Less than six months into a stimulus program that Draghi promised would revive consumer-price growth, the euro area is facing renewed disinflationary pressure as China’s economy slows and commodity prices slump. Inflation failed to pick up this month, data showed yesterday and Draghi might have to downgrade the institution’s forecasts on Thursday.
The newest risk to prices highlights how in the 19-nation currency bloc — as in the US, the UK and other industrialized nations — headline inflation is still far below target even as the economy recovers. Whether that heightens calls for the ECB to step up its 1.1 trillion euro (US$1.2 trillion) quantitative-easing program is likely to depend on how Draghi communicates the complex economic picture.
“People think central banks don’t have a handle on inflation anymore and that’s not true,” Johns Hopkins University professor of economics Jon Faust said in an interview at the Kansas City Fed’s annual meeting in Jackson Hole, Wyoming.
“Inflation will come back, but the specific timing of that is much more difficult in the current environment,” he said.
Euro-area consumer prices rose an annual 0.2 percent last month, unchanged from July, data from the EU’s statistics office showed yesterday.
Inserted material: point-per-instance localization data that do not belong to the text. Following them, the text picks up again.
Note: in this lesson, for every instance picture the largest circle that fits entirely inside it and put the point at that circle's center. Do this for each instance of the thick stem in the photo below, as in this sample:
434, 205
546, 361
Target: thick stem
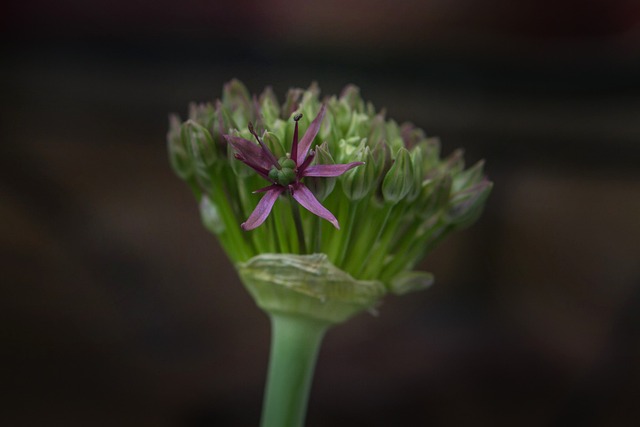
295, 343
298, 222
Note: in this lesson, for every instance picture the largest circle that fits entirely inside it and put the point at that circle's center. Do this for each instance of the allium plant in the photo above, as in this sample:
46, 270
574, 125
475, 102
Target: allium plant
376, 198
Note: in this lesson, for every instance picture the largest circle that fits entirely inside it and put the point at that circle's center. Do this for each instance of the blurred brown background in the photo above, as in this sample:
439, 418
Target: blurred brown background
118, 309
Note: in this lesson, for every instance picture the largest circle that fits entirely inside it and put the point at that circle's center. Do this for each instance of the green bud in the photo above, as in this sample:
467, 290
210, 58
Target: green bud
292, 103
287, 163
211, 216
378, 131
307, 285
467, 205
178, 152
416, 164
201, 149
399, 181
274, 144
222, 125
239, 168
468, 177
359, 125
269, 107
286, 176
358, 182
430, 148
435, 196
273, 174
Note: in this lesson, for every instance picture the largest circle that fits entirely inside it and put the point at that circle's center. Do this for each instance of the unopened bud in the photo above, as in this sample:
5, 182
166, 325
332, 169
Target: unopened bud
399, 180
201, 149
322, 187
359, 182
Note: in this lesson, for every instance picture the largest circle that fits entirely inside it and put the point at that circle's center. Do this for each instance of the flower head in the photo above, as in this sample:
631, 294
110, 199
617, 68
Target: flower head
286, 173
402, 200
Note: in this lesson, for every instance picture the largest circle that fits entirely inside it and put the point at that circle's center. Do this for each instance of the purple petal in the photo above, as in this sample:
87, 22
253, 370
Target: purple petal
262, 211
250, 153
330, 170
305, 197
305, 143
267, 188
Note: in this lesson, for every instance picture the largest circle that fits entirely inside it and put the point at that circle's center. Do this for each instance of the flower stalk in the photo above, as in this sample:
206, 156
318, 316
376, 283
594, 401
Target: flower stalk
295, 343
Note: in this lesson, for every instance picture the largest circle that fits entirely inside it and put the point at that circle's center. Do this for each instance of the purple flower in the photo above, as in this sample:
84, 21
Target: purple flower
286, 173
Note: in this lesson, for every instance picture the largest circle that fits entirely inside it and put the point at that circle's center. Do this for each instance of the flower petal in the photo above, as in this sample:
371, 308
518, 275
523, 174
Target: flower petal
305, 143
305, 197
262, 211
330, 170
250, 152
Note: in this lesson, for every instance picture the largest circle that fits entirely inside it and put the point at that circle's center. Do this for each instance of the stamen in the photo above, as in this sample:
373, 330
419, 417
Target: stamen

Economists surveyed by Bloomberg predicted a rate of 0.1 percent.
The ECB forecast in June that price gains would average 1.5 percent next year and 1.8 percent in 2017, provided its stimulus is implemented in full. That would mark a return to the goal of keeping inflation just under 2 percent over the medium term. Economic headwinds could make that outlook harder to achieve.
The ECB’s Governing Council is to convene in Frankfurt from tomorrow to set monetary policy and Draghi is to present the quarterly economic forecasts at a press conference on Thursday. Officials including Executive Board member Peter Praet, the ECB’s chief economist, said last week that they are ready to extend or expand quantitative easing if needed.
“The ECB staff macroeconomic projections are likely to show a downward revision in inflation forecasts for both this year and 2016, resulting from a stronger euro and weaker oil-price futures,” Barclays PLC chief European economist Philippe Gudin said in a note to clients on Friday.
“We now expect further easing to be announced before year-end,” he wrote.
Central bankers have an opportunity to discuss their predicament again starting on Friday, when they and finance ministers from the G20 nations gather for a two-day meeting in Ankara.
At Jackson Hole, academics effectively delivered a beating to central banks’ confidence in their ability to predict and manage their key variables, by pointing out wide gaps in knowledge about how inflation works.
Harvard University’s Gita Gopinath argued that the relationship between prices and exchange rates is not well understood.